Based on Plaintiff’s failure to timely serve a complaint, Defendants moved to dismiss the action pursuant to CPLR 3012(b). Plaintiff cross-moved for an extension of time to complete service pursuant to CPLR 3012(d) claiming that she had: (1) a reasonable excuse for delay, namely the need to conduct further research to ascertain the identity of the correct defendant or defendants and confirm that the appearing entity was the entity that sold the life insurance policy to plaintiff’s husband; and (2) a meritorious claim. In opposition, Defendants contend Plaintiff’s excuse for the delay was a mere pretext for inexplicable failure to meet the deadline. As evidence, Defendants provided their notice of appearance and demand for a complaint, which plainly identified them as the correct entity thus negating plaintiff’s need for research and that the complaint Plaintiff ultimately served was not limited to allegations against the “correct” defendant.

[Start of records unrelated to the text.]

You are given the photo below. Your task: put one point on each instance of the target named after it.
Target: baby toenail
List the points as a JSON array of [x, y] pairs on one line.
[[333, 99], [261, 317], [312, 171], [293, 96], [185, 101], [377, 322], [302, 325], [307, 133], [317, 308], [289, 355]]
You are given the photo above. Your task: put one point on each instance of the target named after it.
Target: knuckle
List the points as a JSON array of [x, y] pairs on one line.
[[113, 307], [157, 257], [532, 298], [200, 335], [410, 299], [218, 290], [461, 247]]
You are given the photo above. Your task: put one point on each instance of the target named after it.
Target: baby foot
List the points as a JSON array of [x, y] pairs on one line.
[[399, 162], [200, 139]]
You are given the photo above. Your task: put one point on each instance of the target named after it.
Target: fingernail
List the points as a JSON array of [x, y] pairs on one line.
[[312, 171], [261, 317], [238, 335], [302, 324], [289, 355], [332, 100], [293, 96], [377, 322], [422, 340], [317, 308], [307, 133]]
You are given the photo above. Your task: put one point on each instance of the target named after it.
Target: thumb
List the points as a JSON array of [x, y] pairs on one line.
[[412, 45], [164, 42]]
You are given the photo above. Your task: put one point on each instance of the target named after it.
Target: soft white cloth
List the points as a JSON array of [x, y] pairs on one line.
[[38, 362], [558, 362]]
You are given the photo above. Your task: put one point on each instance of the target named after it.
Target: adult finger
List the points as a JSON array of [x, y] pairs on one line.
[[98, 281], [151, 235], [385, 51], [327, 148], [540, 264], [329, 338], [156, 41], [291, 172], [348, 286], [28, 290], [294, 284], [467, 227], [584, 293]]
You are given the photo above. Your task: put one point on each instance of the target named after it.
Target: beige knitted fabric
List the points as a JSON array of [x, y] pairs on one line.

The Court denied Plaintiff’s cross motion and granted defendant’s motion to dismiss the complaint in its entirety. First, the Court agreed with defendants’ argument regarding the unreasonableness of the plaintiff’s excuse for delay finding that “this does not seem to be a case where plaintiff lacked sufficient information at the time when the summons was served to assert the general allegations that eventually were put into her complaint. Second, the Court found that even assuming plaintiff provided a satisfactory excuse for delay, her affidavit of merit fell “well short” of containing facts sufficient to establish a prima facie case of negligence because: (1) it is well-settled that agents and brokers have no common-law duty to advise their clients to obtain additional or different coverage and the complaint does not allege facts demonstrating defendants agreed to assume duties in addition to those fixed at common law; and (2) even if Defendants were under a duty to offer advice regarding the option to pursue reinstatement of the lapsed policy, that duty was owed to plaintiff’s late husband, not plaintiff who brought an action in her own right. Moreover, an insurance broker or agent generally does not owe duties of care to non-customers with whom it is not in privity.